Ticks must use their barbed mouthparts (hypostome) to pierce deeply into the host?s dermis (skin), then encase the hypostome in a cement cone in order to maintain a firm, pain and itch- free attachment, subsequently transmitting infectious disease agents into the victim. Two types of cement have been found in ticks; early cement which is secreted only minutes after attachment and hardens rapidly, and late cement which is secreted 24 hours after attachment to the host and hardens gradually. These secreted cement cones are composed of several glycine-rich proteins (GRPs) which are a large family of diverse proteins that are known for their adhesive and tensile characteristics. Such properties may play an important role in host skin attachment to gain an uninterrupted supply of blood over a prolonged period of time. Our long- term plan in the AREA grant application is to reveal the functions and biochemical properties of novel GRPs in cement cone assembly, stealth attachment, hematophagy (blood feeding) and climatic adaptation. We will test our central hypothesis that biochemical and biomechanical properties of GRPs assist in the undetected attachment to the host, providing access to an uninterrupted supply of blood by serving as scaffolding for the cement cone apparatus. Our multidisciplinary team will test the hypothesis using a combination of artificial membrane feeding, structural, proteomics, and reverse genetics approaches.

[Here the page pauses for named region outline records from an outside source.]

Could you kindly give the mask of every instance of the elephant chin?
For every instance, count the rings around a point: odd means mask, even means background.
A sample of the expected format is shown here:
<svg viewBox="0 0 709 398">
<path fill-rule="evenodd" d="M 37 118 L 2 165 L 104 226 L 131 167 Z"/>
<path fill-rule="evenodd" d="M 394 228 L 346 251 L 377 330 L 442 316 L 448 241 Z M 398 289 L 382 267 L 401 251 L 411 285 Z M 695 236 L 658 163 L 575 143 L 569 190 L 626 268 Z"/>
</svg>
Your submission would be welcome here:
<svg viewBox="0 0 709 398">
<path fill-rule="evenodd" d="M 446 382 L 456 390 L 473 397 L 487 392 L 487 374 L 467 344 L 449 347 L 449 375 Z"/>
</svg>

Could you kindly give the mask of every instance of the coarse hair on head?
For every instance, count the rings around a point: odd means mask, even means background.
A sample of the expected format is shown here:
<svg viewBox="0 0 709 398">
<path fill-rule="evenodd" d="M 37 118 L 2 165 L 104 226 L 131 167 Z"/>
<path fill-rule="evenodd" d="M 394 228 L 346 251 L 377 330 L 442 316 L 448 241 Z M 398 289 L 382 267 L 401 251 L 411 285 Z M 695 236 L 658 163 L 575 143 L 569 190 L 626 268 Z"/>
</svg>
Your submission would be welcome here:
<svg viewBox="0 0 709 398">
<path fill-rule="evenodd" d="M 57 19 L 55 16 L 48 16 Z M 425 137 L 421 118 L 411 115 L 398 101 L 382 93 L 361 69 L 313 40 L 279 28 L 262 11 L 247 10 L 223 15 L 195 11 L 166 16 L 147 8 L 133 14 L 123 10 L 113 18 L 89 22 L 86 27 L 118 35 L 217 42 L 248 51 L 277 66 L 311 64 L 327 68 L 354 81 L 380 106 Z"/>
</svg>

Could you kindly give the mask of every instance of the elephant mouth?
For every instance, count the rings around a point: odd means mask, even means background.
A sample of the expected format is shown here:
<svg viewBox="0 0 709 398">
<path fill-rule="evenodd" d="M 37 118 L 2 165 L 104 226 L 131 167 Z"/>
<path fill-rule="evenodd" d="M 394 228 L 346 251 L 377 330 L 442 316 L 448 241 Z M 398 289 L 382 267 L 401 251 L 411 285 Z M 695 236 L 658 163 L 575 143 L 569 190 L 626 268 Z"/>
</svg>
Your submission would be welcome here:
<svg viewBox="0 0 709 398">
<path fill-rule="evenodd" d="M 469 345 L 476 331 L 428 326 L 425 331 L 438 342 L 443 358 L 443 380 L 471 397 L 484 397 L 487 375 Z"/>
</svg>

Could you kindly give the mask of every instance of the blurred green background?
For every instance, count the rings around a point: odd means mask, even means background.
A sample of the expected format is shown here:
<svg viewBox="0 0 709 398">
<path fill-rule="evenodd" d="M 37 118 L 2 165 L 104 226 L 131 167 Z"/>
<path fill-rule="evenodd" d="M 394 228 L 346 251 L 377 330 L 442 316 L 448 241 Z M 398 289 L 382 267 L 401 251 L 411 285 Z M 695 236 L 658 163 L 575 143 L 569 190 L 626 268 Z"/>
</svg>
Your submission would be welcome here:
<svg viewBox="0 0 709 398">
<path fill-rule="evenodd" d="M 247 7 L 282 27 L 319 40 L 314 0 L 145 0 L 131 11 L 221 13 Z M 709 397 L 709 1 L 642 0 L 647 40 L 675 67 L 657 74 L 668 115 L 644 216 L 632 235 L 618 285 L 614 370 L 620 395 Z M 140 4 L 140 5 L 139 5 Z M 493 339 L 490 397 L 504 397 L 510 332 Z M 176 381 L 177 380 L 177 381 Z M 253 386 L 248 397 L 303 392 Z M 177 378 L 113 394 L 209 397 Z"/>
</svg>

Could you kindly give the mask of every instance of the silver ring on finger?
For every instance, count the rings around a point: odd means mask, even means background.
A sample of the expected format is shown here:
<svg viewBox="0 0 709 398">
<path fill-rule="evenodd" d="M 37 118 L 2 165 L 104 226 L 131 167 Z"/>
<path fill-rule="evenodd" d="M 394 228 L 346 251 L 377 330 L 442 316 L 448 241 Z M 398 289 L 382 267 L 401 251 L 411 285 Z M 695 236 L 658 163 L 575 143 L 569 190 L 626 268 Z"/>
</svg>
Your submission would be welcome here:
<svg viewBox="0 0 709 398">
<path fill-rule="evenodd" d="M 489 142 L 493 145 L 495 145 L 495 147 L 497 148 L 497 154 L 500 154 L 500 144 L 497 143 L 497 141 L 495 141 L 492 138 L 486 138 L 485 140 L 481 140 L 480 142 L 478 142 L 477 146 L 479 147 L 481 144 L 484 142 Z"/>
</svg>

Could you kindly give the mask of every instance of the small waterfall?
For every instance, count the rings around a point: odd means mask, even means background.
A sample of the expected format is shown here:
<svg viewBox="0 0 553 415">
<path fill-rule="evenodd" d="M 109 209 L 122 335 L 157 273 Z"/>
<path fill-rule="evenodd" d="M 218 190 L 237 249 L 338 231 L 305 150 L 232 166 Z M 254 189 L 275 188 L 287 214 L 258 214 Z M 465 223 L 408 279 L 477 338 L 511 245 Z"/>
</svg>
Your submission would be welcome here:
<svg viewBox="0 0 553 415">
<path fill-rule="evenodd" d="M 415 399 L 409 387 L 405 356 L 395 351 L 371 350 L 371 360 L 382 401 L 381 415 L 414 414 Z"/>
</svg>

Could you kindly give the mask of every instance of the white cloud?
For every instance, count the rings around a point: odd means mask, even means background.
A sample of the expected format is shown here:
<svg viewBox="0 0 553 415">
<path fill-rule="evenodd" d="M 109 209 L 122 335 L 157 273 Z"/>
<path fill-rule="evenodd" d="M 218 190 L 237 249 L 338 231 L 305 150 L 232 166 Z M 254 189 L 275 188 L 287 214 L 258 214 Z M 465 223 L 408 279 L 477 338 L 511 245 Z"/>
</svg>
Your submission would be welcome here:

Specific aims are to: 1) determine the role of unique salivary GRPs in cement cone assembly and secure attachment by using an artificial membrane feeding system, and 2) define the biochemical properties of uncharacterized recombinantly expressed cement cone proteins. Targeting tick cement proteins may provide an innovative way to create a hostile situation for tick attachment, and ultimately interrupt the inoculation of tick-borne pathogens into the host. Understanding the mechanisms of cement assembly that allow the tick to secure a stable, stealthy attachment will provide insight into developing new control and prevention methods.
Our application will fill a gap of knowledge on the relevance of tick cement cone proteins in cement cone assembly, stealth attachment, hematophagy (blood feeding), and climatic adaptation. The proposed studies are important because they will establish the biological relationship and significance of Glycine-Rich proteins in building a proteinaceous matrix to protect tick mouthparts for prolonged period of time on the host. The information gained from this application will have broader impact towards the development of novel control methods of vector-borne diseases of public health significance and student training in vector-borne diseases.